Coherency strain and precipitation kinetics: crystalline and amorphous nitride formation in ternary Fe–Ti/Cr/V–Si alloys

Specimens of iron-based binary Fe-Si alloy and ternary Fe-Me-Si alloys (with Me=Ti, Cr and V) were nitrided at 580 degrees C in a NH3/H-2-gas mixture applying a nitriding potential of 0.1atm(-1/2) until nitrogen saturation in the specimens was attained. In contrast with recent observations in other Fe-Me-1-Me-2 alloys, no mixed (Me-1, Me-2) nitrides developed in Fe-Me-Si alloys upon nitriding: first, all Me precipitates as MeN; and thereafter, all Si precipitates as Si3N4. The MeN precipitates as crystalline, finely dispersed, nanosized platelets, obeying a Baker-Nutting orientation relationship (OR) with respect to the ferrite matrix.
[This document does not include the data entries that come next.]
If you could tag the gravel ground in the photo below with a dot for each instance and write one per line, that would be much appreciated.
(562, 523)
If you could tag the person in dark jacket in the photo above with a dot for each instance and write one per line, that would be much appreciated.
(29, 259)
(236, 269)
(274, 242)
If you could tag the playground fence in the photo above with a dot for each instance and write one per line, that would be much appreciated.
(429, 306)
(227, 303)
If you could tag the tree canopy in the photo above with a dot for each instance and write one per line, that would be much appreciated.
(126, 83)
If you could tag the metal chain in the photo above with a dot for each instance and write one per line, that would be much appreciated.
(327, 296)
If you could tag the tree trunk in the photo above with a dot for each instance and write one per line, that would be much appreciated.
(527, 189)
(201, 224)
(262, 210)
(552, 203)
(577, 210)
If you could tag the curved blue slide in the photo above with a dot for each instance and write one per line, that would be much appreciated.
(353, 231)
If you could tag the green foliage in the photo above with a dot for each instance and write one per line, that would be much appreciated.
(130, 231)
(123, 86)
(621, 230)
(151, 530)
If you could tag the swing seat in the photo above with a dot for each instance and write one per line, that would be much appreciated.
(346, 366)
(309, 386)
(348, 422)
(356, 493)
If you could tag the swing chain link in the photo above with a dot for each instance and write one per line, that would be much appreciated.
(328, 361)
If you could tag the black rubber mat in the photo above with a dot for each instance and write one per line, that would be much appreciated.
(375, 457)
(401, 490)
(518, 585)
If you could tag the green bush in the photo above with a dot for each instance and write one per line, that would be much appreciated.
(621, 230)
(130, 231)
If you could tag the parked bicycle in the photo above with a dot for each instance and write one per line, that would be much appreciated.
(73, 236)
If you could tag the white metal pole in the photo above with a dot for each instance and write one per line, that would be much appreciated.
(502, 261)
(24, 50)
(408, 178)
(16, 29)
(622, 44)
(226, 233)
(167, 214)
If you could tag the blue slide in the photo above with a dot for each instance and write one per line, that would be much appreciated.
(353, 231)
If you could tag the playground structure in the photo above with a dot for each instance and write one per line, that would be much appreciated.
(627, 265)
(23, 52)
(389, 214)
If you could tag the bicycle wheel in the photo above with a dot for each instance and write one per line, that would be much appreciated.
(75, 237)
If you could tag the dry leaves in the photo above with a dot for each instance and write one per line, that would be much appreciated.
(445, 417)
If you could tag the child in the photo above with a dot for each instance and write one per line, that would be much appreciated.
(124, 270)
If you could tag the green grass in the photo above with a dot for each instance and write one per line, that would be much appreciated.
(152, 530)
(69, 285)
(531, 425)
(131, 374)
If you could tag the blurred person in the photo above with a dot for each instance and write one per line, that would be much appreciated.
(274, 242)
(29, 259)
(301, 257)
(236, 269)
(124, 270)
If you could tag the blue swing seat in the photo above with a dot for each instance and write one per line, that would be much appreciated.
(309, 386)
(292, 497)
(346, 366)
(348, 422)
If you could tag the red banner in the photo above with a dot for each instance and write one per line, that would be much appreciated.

The Si3N4 precipitates as cubically, amorphous particles; the incoherent (part of the) MeN/-Fe interface acts as heterogeneous nucleation site for Si3N4. The Si3N4-precipitation rate was found to be strongly dependent on the degree of coherency of the first precipitating MeN. The different, even opposite, kinetic effects observed for the various Fe-Me-Si alloys could be ascribed to the different time dependences of the coherentincoherent transitions of the MeN particles in the different Fe-Me-Si alloys.